/external_sort

External sort algorithm (C++11 header-only library)

Primary LanguageC++

external_sort

This is a header-only, multithreaded, policy-based implementation of the external sort in C++11.

The library works with the basic data types as well as with user defined custom data types.

External sort algorithm

Phase 1: split and sort

A big input file is consequently read in pieces (aka blocks or chunks) small enough to fit into the memory. Each piece is sorted and stored to a separate output file (split).

There is one thread reading data from the input file. For each block, read but not yet sorted, a new worker thread is spawned to sort it and write the block to the output file.

Example:

external_sort::SplitParams params;
params.mem.size   = 100;                // memory size
params.mem.unit   = external_sort::MB;  // memory unit
params.mem.blocks = 2;                  // max number of memory blocks
params.spl.ifile  = "input_file";       // input file to split/sort
params.spl.ofile  = "output_file";      // output file prefix

external_sort::split<ValueType>(params);
if (params.err) {
    LOG_ERR(("Error: %s") % params.err.msg());
}

Phase 2: merge

The input files (sorted splits) are merged repeatedly until only one file left.
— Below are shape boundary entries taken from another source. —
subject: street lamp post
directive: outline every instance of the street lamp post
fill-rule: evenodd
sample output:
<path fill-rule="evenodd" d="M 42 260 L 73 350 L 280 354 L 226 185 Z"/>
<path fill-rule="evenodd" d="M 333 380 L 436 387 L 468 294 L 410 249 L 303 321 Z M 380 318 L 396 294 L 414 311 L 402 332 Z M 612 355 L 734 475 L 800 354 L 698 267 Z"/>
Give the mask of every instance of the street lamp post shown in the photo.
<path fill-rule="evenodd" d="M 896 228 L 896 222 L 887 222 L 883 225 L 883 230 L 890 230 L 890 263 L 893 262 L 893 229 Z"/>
There can be more than one ongoing merge at a time. Each merge takes k input files (streams) and merges them into one output file (stream). Each input or output stream has its own thread reading or writing data asynchronously. Thus, each k-merge has k+2 threads: k threads reading data (k input streams), 1 thread performing the actual merge and 1 thread writing data (the output stream).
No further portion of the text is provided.